Eu vejo que a escrita livre é benéfica para nossa mente e para o nosso coração pois ela nos conecta com o nosso interior e nos faz colocar pra fora o que guardamos, muitas vezes, a sete chaves.

O hábito de escrever sobre o que sentimos nos leva a descobertas que nos ajudam a nos conhecer muito melhor e a saber como estamos de fato nos sentindo por trás das “máscaras” que muitos de nós acabamos nos vendo obrigados a usar todos os dias.

Eu pessoalmente quando me vejo diante de uma folha em branco me sinto feliz de ter ali uma velha amiga com quem posso contar para desabafar e organizar meus sentimentos e pensamentos. Essa facilidade com a escrita vem desde a infância como já falei aqui no Blog.

Mas eu via, obviamente, que nem todos gostavam de escrever e como Pedagoga, em sala de aula, tive algumas experiências bem interessantes com a escrita e os alunos.

A maioria parecia não gostar de fazer redações ou de falar de si, mas quando se davam uma oportunidade eles mesmos se surpreendiam de como era bom expressar.

Penso que hoje muita gente poderia dar uma chance a escrita porque essa ferramenta é uma grande mina de tesouros e quanto mais escrevemos para nos autoconhecer ou, simplesmente para desabafar, mais descobrimos as grande pedras preciosas que guardamos tanto para ver o que temos de maravilhoso quanto para curar velhas feridas. 

Mas como começar a usar a escrita para o nosso autoconhecimento?

Eu não conheço melhor forma de começar a escrever do que escrevendo por mais óbvio e bobo que isso possa parecer.

Faz muito bem associar a escrita com a leveza de apenas seguir o que a mente o coração vão dizer e tirar da mente essa ideia de que ela só serve para ser avaliada como nas redações da escola e concursos.

O “como se deve escrever” é bem desnecessário aqui. Não precisamos de regras para horários, formatos, quantidade de linhas, tempo e menos ainda de regras ortográficas, ok?
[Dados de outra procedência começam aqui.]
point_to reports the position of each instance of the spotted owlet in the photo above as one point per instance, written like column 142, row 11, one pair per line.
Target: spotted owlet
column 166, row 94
É o básico mesmo: sentar em frente a um caderno, com um lápis e simplesmente escrever tudo o que vier a tona. Pode acreditar em mim que é simples assim mesmo.

É surpreendente como quando começamos a escrever uma lembrança vai puxando outra e mais outra e quando vamos ver temos diante de nós uma riqueza em forma de palavras que nos mostram coisas que guardamos em nós.

Existe um outro exercício mais “fácil” que eu chamo de exercícios guiados com temas mais específicos que podemos utilizar como uma bússola para o nosso caminho de autoconhecimento.

Esses exercícios tem perguntas/temas como em uma redação, mas calma que esses não valem nota e ninguém vai ler além de você. Aliás se não quiser ler, por exemplo, quando for só pra desabafar pode até queimar o papel que tá tudo certo também.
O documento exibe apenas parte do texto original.